Ingredients
2 tablespoons olive oil,
1¼ pounds skinless, boneless chicken thighs
Coarse kosher salt and freshly ground pepper
1 large onion, finely chopped
1 tablespoon minced fresh sage,
1 pound butternut squash, peeled, seeded, and cut into ½ inch pieces
2 bunches small turnips, unpeeled, cut into ½ -inch pieces, greens reserved
1½ cups plus 1 tablespoon low sodium chicken broth (preferably organic)
½ pound fresh shiitake mushrooms, stemmed, and cut into 1-inch pieces
1¼ teaspoons all-purpose flour
Preparation
In a heavy large skillet over medium-high heat, warm 1 tablespoon of the oil. Sprinkle the chicken with salt and pepper. Add the chicken to the skillet and brown, about 1½ minutes per side. Using tongs, transfer the chicken to a plate. Reduce the heat to medium; add the onion and sage, and sauté until tender, about 5 minutes. Add the squash and turnips, and stir to coat with oil. Add 1½ cups of the broth. Bring to a boil, reduce the heat to medium-low, cover, and simmer until the chicken is tender, about 25 minutes.
Meanwhile, in a large nonstick skillet over medium-high heat, warm the remaining 1 tablespoon oil. Add the mushrooms, sprinkle with salt and pepper, and sauté until tender, about 3 minutes. Remove from the heat. Chop the greens from 1 bunch of the turnips (reserve the remainder for another use).

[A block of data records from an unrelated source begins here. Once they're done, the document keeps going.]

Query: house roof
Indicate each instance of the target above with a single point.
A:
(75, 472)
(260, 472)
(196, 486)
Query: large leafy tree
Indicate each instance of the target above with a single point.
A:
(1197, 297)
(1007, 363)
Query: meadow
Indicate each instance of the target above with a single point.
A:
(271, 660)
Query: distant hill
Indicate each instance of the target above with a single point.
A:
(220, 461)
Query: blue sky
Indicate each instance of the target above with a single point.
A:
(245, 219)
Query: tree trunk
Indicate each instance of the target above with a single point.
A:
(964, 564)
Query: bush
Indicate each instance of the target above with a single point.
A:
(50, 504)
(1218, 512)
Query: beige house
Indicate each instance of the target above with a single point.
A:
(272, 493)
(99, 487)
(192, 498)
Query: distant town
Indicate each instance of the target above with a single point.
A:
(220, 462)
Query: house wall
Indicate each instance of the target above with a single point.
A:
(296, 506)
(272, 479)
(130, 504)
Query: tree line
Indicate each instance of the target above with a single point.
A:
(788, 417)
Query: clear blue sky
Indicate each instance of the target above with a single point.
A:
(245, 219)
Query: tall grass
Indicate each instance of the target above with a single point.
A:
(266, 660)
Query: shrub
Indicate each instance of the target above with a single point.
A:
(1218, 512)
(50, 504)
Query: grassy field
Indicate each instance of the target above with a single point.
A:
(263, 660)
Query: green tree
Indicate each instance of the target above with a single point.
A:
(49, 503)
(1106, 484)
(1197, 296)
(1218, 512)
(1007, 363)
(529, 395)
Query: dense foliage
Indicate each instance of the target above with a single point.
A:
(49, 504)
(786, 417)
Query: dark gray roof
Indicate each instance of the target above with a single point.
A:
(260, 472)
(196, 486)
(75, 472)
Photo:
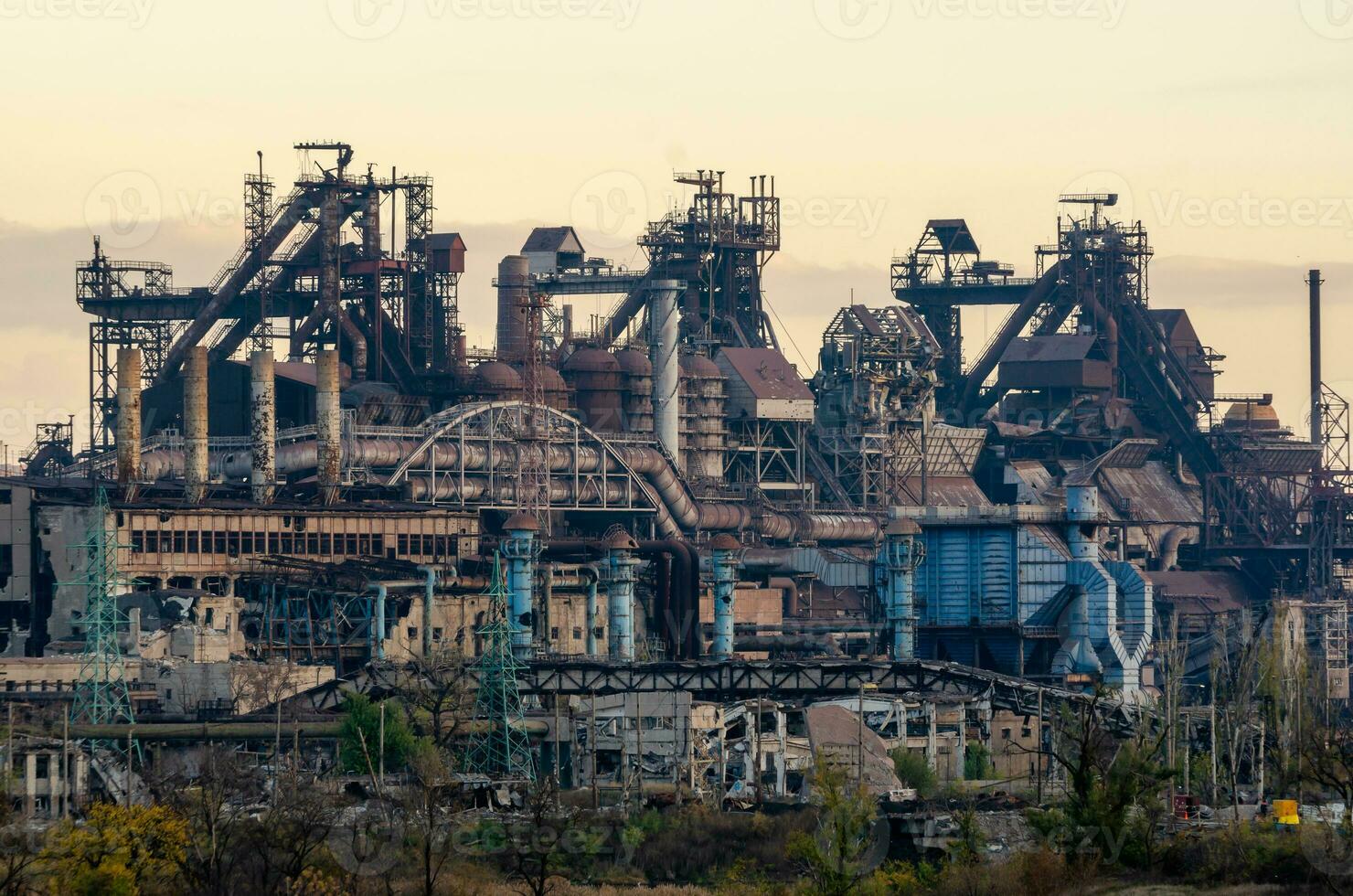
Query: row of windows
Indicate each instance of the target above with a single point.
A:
(288, 543)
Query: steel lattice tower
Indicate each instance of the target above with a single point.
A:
(101, 696)
(501, 750)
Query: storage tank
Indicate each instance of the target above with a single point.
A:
(701, 417)
(494, 380)
(637, 396)
(597, 382)
(551, 383)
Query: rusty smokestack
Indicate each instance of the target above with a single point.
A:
(129, 416)
(327, 425)
(513, 306)
(371, 226)
(1316, 391)
(262, 427)
(195, 424)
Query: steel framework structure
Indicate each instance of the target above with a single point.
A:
(501, 749)
(101, 695)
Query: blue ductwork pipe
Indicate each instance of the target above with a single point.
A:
(429, 588)
(520, 549)
(902, 552)
(377, 631)
(622, 592)
(591, 609)
(726, 585)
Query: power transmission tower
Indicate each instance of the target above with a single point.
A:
(501, 749)
(101, 696)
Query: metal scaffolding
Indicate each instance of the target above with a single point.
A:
(499, 750)
(101, 696)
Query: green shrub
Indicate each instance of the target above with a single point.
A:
(913, 772)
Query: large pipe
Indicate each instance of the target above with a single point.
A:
(129, 416)
(513, 306)
(518, 549)
(726, 586)
(591, 608)
(678, 509)
(262, 427)
(622, 593)
(662, 338)
(327, 425)
(378, 622)
(902, 552)
(195, 424)
(1316, 393)
(429, 591)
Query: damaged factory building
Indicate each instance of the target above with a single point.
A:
(710, 563)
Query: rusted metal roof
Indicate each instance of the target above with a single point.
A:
(953, 234)
(1049, 348)
(1150, 495)
(552, 240)
(766, 374)
(946, 492)
(1201, 592)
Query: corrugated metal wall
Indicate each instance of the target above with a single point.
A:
(988, 575)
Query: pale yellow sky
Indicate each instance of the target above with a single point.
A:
(1222, 122)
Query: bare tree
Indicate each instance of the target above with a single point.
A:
(214, 802)
(440, 695)
(429, 799)
(1237, 679)
(1108, 777)
(291, 833)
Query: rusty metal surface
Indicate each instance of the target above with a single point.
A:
(129, 416)
(766, 374)
(195, 422)
(327, 425)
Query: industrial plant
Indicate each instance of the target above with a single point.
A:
(668, 558)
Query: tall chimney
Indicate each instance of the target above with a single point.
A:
(513, 306)
(129, 416)
(1316, 393)
(327, 425)
(371, 226)
(662, 340)
(262, 427)
(195, 424)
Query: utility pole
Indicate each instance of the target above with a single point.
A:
(1212, 735)
(558, 740)
(859, 741)
(591, 741)
(65, 763)
(639, 750)
(1039, 778)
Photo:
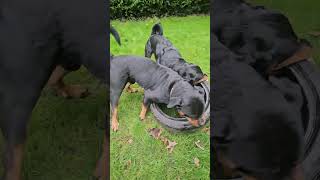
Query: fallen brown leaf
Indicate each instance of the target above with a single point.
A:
(196, 162)
(171, 145)
(155, 132)
(198, 144)
(164, 140)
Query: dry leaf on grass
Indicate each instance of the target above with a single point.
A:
(171, 145)
(128, 164)
(198, 144)
(206, 130)
(155, 132)
(196, 162)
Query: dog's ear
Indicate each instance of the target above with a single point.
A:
(174, 101)
(200, 90)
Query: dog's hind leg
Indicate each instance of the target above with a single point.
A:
(148, 50)
(145, 105)
(102, 169)
(15, 110)
(62, 89)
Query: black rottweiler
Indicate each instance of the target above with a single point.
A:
(167, 55)
(71, 91)
(257, 132)
(264, 37)
(35, 37)
(160, 84)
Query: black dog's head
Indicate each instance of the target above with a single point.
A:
(188, 100)
(259, 154)
(256, 133)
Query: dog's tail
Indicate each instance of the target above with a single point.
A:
(157, 29)
(115, 34)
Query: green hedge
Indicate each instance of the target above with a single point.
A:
(129, 9)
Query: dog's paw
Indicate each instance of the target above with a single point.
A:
(132, 90)
(73, 91)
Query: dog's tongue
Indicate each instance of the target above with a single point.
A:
(193, 122)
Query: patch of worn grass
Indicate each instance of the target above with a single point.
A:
(65, 136)
(304, 16)
(145, 157)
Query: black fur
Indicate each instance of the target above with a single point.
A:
(255, 126)
(35, 37)
(263, 37)
(167, 55)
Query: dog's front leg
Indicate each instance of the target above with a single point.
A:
(13, 161)
(67, 91)
(144, 107)
(114, 119)
(102, 168)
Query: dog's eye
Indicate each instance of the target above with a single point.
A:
(260, 44)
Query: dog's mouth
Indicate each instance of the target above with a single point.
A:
(193, 122)
(204, 78)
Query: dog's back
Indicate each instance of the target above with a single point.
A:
(252, 133)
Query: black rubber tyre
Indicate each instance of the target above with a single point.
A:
(309, 79)
(182, 124)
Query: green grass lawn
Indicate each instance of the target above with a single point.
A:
(304, 16)
(134, 153)
(65, 136)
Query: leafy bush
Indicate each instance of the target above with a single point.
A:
(129, 9)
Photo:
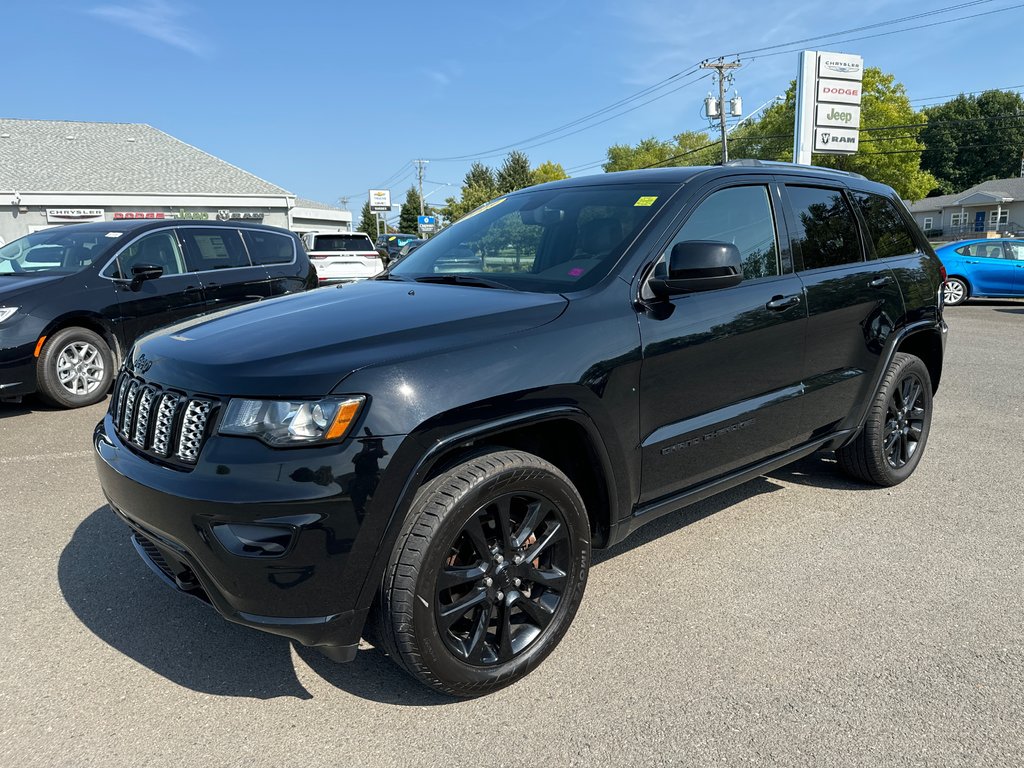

Add the mushrooms and chopped turnip greens to the chicken. Cover and simmer until the greens wilt, about 5 minutes. In a small bowl, place the flour; gradually add the remaining 1 tablespoon chicken broth, mixing until smooth. Add to the chicken mixture, mix it in, cover, and simmer until the sauce thickens, about 2 minutes. Taste and adjust the seasoning, and serve right away.